Легенда о Мочалове была люба сердцу ленивых и нелюбопытных русских людей, да еще в такой ленивой и нелюбопытной среде, как актерская. Естественно, что легенда о чистом от науки и мастерства гении — чистом, как самородок золота — имела столько поклонников в театральной среде. Рассказывали о том, как Мочалов сам находил дарования и выводил их в люди. Разве не он поручил, играя в Харькове Отелло, роль Кассио совершенно незаметному и считавшемуся ничтожеством молодому актеру, который оказался не кем иным, как Николаем Хрисанфовичем Рыбаковым[67]? И разве это не может случиться каждый день? А сам Николай Хрисанфович — не он ли отыскал Иванова-Козельского[68]? И сердца жили и бились ожиданием. Но шли года, и сколько погибло таких способных, но ленивых и нелюбопытных фаталистов-актеров, чаявших выигрыша в лотерее!
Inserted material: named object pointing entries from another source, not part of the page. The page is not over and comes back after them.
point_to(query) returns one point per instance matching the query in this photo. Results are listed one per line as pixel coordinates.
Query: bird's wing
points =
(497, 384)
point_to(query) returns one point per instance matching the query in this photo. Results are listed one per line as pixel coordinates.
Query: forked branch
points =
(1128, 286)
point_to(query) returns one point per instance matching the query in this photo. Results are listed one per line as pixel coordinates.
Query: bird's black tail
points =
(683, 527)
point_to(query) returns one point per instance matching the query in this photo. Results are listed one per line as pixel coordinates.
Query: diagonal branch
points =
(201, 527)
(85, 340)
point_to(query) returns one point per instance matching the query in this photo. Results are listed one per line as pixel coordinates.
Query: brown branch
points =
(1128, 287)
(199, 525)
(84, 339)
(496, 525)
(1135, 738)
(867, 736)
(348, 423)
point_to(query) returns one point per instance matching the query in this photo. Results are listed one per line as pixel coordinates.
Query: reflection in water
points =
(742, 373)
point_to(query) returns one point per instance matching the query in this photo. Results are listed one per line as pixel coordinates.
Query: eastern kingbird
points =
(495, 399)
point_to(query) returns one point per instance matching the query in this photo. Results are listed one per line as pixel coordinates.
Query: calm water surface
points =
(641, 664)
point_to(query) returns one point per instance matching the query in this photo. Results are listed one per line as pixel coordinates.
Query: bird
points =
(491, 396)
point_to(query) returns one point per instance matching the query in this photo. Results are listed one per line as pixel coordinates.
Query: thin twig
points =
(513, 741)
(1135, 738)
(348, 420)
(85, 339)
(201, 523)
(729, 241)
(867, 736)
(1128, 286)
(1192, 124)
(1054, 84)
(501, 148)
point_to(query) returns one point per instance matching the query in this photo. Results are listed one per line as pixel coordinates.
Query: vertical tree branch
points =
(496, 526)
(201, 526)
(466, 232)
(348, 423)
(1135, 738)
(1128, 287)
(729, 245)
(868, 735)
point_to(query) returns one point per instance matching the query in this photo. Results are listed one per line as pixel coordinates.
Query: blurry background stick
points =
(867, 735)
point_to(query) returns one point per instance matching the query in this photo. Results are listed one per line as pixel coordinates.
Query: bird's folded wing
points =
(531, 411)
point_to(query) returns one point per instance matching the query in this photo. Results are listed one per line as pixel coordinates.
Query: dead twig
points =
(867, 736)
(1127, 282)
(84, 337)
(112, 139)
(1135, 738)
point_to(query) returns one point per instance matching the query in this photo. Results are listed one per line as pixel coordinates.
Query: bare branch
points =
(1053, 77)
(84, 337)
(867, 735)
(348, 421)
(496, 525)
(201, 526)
У И. Ф. Горбунова[69] есть воспоминание о Н. Х. Рыбакове, которого он выводит под именем Хрисанфа. И вот как Рыбаков говорит о Мочалове в беседе с молодым актером:
«— Ты знаешь, где скрывается талант у актера?
— Где‑с?
— В глазах. Посмотри когда-нибудь в глаза Садовскому[70]. А у Мочалова какие глаза-то были! Я имел счастье играть с этим великим человеком в Воронеже. Он играл Гамлета, а я Гильденштерна.
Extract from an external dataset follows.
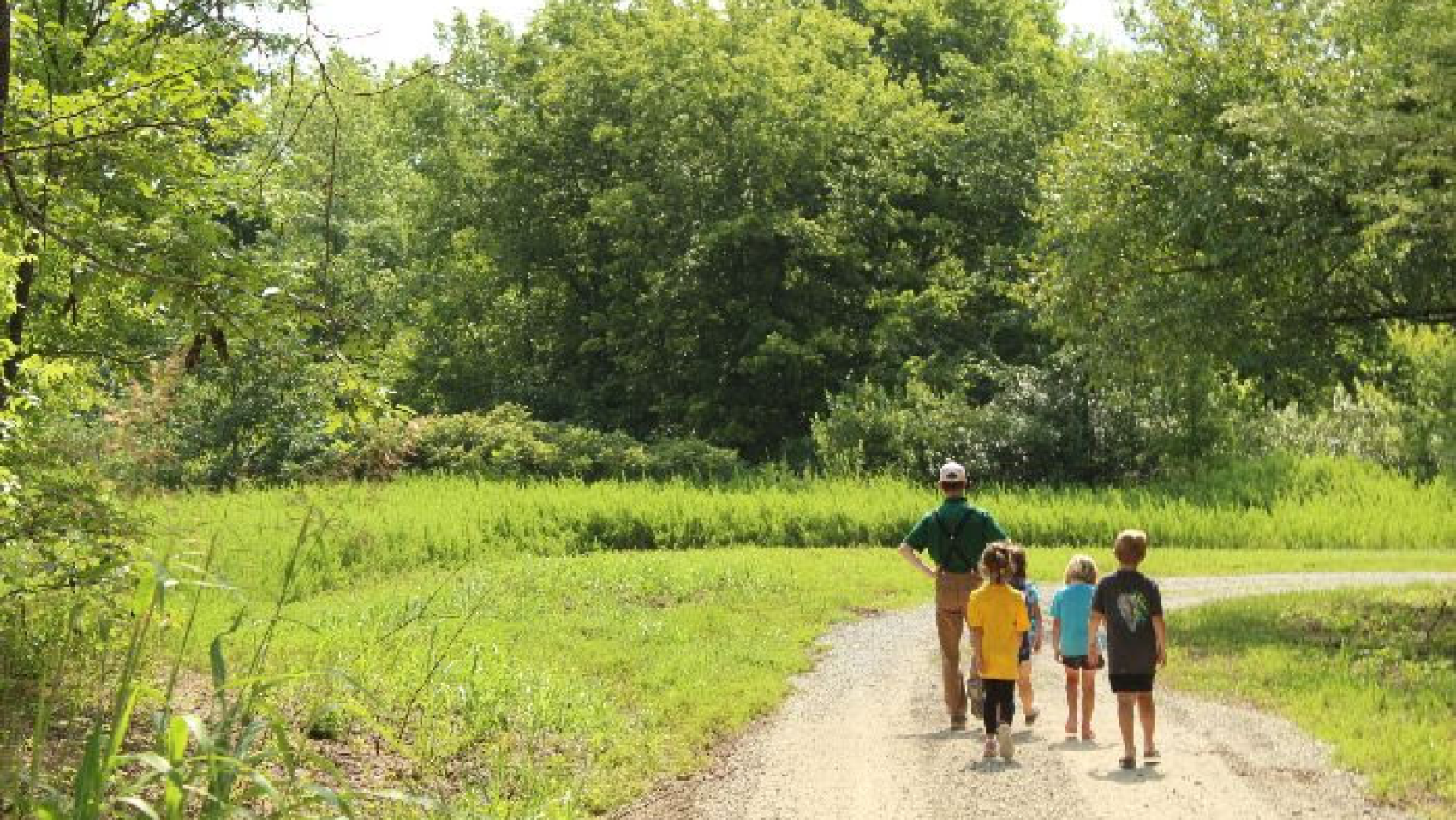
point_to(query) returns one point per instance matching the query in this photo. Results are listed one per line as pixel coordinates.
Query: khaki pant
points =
(951, 593)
{100} — Сыграй мне что-нибудь.
— Я не умею, принц.
Он уставил на меня глаза — все мое существо перевернулось. Лихорадка по всему телу пробежала. Как кончил я сцену, не помню… Вышел за кулисы, меня не узнали.
— Ты хочешь играть на душе моей, а не можешь сыграть на простой дудке.
Губы у Хрисанфа затряслись и хлынули из глаз слезы.
— Это был гений!
— А, говорят, Каратыгин выше его был?
— Ростом выше Каратыгин. Конечно, талантливее всех нас грешных, но до Мочалова ему гораздо дальше, чем нам до него. Царство тебе небесное, великий артист, — Хрисанф перекрестился и немного подумал: — Ну, бог тебя благословит. Может, посчастливится, будешь знаменитым актером, меня уж, разумеется, тогда не будет, так ты меня тогда вспомяни. Старайся, не свернись».